Under the action of its own gravity, the gas in one of these dense knots starts falling toward its center. Attracted by the stellar seed, more material starts falling, forming a swirling disk of gas. The disk collects the falling gas and funnels it onto the surface of the growing star. The star grows quickly and gains the energy released by the falling gas, and in the process, dissipates any excess of material and energy by ejecting polar jets.
With time, the stellar body grows in mass and shrinks in size, becoming denser and hotter. Eventually, the temperature at the center of the star becomes so high that hydrogen atoms can effectively merge together to form helium, releasing large amounts of energy (light and heat). The swirling disk is dissipated by the action of the increased luminosity, and no more gas falls on the star.

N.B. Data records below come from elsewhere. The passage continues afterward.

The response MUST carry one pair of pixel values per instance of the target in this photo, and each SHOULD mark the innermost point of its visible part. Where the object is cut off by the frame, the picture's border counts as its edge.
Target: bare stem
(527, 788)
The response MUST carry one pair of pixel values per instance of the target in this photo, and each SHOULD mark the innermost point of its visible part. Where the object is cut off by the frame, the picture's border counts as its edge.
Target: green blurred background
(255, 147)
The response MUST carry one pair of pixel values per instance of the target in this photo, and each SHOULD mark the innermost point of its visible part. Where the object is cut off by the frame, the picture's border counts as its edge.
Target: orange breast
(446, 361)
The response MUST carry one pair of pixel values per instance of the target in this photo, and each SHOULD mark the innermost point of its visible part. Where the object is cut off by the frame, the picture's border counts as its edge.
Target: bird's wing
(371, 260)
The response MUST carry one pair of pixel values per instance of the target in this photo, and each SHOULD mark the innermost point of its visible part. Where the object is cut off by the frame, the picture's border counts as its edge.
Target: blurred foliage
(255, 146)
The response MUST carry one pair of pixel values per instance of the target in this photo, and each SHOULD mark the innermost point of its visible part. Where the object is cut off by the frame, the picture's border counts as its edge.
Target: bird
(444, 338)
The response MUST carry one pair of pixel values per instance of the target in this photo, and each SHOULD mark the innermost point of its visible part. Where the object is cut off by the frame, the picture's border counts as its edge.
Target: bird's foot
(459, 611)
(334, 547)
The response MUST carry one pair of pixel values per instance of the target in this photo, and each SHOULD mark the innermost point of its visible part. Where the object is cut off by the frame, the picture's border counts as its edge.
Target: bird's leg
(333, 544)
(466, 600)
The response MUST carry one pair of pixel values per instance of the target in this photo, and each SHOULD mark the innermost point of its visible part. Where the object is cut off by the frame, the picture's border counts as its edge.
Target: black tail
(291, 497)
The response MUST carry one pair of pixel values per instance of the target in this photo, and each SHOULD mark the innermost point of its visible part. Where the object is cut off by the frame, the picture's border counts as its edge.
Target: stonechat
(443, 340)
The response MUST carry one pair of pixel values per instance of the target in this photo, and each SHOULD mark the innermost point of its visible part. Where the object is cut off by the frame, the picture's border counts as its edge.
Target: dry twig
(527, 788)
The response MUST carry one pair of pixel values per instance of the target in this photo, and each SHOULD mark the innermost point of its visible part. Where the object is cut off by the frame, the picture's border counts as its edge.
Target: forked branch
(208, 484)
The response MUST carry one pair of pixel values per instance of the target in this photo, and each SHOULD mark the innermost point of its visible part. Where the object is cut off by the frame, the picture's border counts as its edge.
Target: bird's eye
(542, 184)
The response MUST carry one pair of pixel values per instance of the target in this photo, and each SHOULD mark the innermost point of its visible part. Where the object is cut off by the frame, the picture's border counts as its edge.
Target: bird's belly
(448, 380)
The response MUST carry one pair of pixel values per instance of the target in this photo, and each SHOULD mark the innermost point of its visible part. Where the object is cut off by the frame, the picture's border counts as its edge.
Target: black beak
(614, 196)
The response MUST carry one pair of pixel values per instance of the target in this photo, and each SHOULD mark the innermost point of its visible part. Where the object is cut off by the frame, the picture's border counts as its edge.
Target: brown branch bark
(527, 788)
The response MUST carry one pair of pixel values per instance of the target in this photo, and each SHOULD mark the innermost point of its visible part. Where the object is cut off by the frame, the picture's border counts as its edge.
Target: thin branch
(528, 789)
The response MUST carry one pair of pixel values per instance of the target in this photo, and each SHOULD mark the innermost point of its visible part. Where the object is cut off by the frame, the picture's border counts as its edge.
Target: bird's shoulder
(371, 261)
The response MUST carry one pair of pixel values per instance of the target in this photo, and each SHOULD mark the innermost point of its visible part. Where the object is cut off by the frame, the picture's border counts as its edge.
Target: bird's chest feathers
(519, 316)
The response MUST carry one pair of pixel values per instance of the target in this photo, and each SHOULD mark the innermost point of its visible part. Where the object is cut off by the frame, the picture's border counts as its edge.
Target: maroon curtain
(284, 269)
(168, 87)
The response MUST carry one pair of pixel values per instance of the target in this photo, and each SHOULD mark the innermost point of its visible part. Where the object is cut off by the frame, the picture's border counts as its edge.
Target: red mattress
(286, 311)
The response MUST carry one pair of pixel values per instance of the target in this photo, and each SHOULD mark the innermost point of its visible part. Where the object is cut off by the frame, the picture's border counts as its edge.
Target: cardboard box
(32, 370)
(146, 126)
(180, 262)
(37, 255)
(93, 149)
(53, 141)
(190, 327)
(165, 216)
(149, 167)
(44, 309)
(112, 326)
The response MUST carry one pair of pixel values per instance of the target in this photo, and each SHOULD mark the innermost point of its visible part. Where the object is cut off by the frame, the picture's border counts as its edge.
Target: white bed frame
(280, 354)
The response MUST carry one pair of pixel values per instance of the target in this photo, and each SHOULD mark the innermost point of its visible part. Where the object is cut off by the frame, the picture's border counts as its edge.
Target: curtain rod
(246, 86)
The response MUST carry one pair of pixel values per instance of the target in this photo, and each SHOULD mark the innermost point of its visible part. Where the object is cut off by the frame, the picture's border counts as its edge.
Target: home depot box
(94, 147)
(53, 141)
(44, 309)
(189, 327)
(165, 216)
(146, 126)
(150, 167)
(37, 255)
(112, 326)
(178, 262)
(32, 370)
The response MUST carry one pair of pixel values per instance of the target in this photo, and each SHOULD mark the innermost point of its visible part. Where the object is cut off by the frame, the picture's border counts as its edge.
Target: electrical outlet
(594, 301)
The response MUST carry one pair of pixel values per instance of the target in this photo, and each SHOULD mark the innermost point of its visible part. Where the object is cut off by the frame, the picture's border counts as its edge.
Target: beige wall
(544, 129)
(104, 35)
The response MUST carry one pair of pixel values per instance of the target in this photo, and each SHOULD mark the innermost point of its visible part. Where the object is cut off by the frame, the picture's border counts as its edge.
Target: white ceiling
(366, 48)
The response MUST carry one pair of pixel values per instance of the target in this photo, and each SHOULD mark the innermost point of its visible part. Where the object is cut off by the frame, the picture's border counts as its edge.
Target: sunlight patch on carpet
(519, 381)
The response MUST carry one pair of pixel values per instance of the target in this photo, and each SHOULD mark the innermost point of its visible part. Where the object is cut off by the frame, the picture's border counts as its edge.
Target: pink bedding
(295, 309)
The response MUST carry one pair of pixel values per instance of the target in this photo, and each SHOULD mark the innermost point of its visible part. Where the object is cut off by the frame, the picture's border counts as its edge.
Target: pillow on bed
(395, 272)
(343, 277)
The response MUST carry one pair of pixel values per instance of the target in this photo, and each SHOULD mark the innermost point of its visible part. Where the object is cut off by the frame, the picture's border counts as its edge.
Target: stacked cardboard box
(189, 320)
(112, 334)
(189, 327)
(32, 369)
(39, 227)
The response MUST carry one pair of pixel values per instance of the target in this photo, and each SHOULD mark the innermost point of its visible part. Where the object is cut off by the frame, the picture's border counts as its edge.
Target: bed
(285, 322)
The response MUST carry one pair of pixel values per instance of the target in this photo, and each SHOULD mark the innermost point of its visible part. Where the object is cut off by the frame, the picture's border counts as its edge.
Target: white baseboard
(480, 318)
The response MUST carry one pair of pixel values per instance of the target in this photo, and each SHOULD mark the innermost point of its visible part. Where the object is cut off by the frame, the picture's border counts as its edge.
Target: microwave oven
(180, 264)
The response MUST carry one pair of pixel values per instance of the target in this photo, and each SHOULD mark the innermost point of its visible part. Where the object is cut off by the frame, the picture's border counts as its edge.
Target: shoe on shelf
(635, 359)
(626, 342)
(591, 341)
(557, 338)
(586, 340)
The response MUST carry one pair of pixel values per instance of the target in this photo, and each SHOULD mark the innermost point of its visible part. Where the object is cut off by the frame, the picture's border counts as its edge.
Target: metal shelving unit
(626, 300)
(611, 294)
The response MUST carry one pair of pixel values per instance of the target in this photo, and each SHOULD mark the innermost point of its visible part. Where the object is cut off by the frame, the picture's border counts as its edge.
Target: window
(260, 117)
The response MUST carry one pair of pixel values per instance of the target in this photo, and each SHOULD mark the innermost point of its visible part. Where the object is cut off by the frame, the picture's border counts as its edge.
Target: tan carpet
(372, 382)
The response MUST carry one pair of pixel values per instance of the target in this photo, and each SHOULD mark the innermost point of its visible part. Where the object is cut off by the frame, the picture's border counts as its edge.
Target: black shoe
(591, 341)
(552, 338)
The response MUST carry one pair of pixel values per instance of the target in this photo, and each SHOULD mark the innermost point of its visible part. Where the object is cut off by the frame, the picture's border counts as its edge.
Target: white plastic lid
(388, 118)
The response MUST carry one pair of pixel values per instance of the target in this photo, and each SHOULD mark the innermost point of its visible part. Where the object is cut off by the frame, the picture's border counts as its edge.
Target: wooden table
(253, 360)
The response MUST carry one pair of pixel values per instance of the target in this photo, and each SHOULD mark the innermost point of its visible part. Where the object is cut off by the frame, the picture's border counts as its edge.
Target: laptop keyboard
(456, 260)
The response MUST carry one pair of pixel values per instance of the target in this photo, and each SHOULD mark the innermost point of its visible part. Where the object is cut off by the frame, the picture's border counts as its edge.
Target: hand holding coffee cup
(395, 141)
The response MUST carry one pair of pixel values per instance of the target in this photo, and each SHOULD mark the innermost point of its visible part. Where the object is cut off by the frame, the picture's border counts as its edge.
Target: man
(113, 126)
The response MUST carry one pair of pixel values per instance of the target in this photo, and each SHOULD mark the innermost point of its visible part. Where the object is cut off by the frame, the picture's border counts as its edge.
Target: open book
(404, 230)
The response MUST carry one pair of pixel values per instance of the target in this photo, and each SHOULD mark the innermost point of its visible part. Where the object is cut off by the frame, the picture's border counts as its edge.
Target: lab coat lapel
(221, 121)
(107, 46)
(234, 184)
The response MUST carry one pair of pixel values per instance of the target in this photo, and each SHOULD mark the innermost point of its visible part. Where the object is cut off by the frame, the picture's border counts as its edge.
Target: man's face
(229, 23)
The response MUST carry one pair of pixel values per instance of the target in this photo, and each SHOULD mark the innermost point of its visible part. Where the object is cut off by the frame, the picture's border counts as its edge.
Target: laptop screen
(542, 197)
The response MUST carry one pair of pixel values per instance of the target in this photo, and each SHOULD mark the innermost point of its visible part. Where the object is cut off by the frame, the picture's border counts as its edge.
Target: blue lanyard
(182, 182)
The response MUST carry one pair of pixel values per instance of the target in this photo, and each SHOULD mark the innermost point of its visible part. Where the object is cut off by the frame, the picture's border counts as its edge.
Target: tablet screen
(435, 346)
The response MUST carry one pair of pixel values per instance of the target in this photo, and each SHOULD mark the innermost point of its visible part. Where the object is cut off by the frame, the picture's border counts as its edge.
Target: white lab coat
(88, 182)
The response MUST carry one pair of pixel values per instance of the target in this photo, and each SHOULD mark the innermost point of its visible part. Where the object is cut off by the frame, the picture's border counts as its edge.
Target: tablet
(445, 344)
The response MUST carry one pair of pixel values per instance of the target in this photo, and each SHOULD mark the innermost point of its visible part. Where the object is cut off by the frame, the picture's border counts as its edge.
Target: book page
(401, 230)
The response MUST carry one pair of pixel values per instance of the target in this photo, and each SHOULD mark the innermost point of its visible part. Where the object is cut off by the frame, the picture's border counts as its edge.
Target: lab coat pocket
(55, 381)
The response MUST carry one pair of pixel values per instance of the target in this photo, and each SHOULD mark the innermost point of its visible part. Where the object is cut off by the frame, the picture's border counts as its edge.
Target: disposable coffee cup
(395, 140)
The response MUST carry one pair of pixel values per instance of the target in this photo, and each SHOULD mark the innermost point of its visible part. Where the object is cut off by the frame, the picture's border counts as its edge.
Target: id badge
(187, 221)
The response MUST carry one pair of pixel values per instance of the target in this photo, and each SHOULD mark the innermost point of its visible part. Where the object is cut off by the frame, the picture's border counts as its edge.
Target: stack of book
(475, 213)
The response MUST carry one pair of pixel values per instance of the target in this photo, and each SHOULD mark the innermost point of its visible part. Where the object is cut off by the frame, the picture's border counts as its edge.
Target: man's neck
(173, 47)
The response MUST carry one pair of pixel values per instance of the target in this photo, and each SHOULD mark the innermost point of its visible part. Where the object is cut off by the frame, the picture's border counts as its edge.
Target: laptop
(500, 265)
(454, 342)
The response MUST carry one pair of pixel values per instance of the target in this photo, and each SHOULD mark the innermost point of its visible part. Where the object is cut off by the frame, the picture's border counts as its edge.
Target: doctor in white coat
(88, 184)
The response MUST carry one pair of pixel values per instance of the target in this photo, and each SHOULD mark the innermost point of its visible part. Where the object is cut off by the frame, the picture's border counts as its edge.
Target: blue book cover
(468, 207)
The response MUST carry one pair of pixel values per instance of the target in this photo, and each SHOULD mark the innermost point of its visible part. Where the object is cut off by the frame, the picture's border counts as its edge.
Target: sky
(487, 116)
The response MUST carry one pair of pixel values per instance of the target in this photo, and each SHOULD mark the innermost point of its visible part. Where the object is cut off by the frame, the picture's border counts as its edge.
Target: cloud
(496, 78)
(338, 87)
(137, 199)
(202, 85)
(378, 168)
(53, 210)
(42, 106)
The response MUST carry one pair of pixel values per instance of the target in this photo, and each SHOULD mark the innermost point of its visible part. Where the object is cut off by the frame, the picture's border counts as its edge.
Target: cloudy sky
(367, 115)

These primordial stars are big and very bright, and have short lifetimes: in just a few million years they consume all their nuclear fuel and end their lives in catastrophic supernova explosions, leaving a black hole behind. These explosions eject a large quantity of gas that has been enriched in heavier elements, such as carbon, oxygen, and silicon. These elements are essential for the formation of Earth-like planets and, eventually, the birth of life on them.
b) Supernova and Exploding Starfield - Clouds of gas and stars are swirling together, forming the basis of proto-galaxies. At the center of a proto-galaxy so much gas, stars, black holes and other stellar remnants clump together that a massive black hole starts to form. The central massive black will accrete most of its surrounding material falling in, but a small fraction is ejected along two very energetic jets. If one of these energy beams is pointed at us, we may be seeing it as a quasar. Quasars will be among the furthest objects NGST will be able to see, and astronomers will be able to study all intervening gas clouds against these background light beacons.
c) The Building Blocks of the Universe - Many proto-galaxies are forming, drawn together by their mutual gravitational attraction. They start to collide and merge together, building larger and larger galaxies. Disk like spiral galaxies will form if the inflow of material is smooth and consists mainly of gas, rounder elliptical galaxies will form if the collisions are more violent and head-on.
On even larger scales, gravity has been pulling galaxies together over the last 13 billion years in structures resembling a sort of foam; we have large voids nearly devoid of galaxies, large sheets and filaments of galaxies where two bubbles meet and we have galaxies streaming along these filaments toward galaxy clusters, the points where several bubbles meet.
NGST will look past all these foreground galaxies, looking deep into space and back in time, to find the earliest star formation, galaxy formation and quasars. The treasure we are looking for will be hidden as a needle in a haystack of foreground galaxies.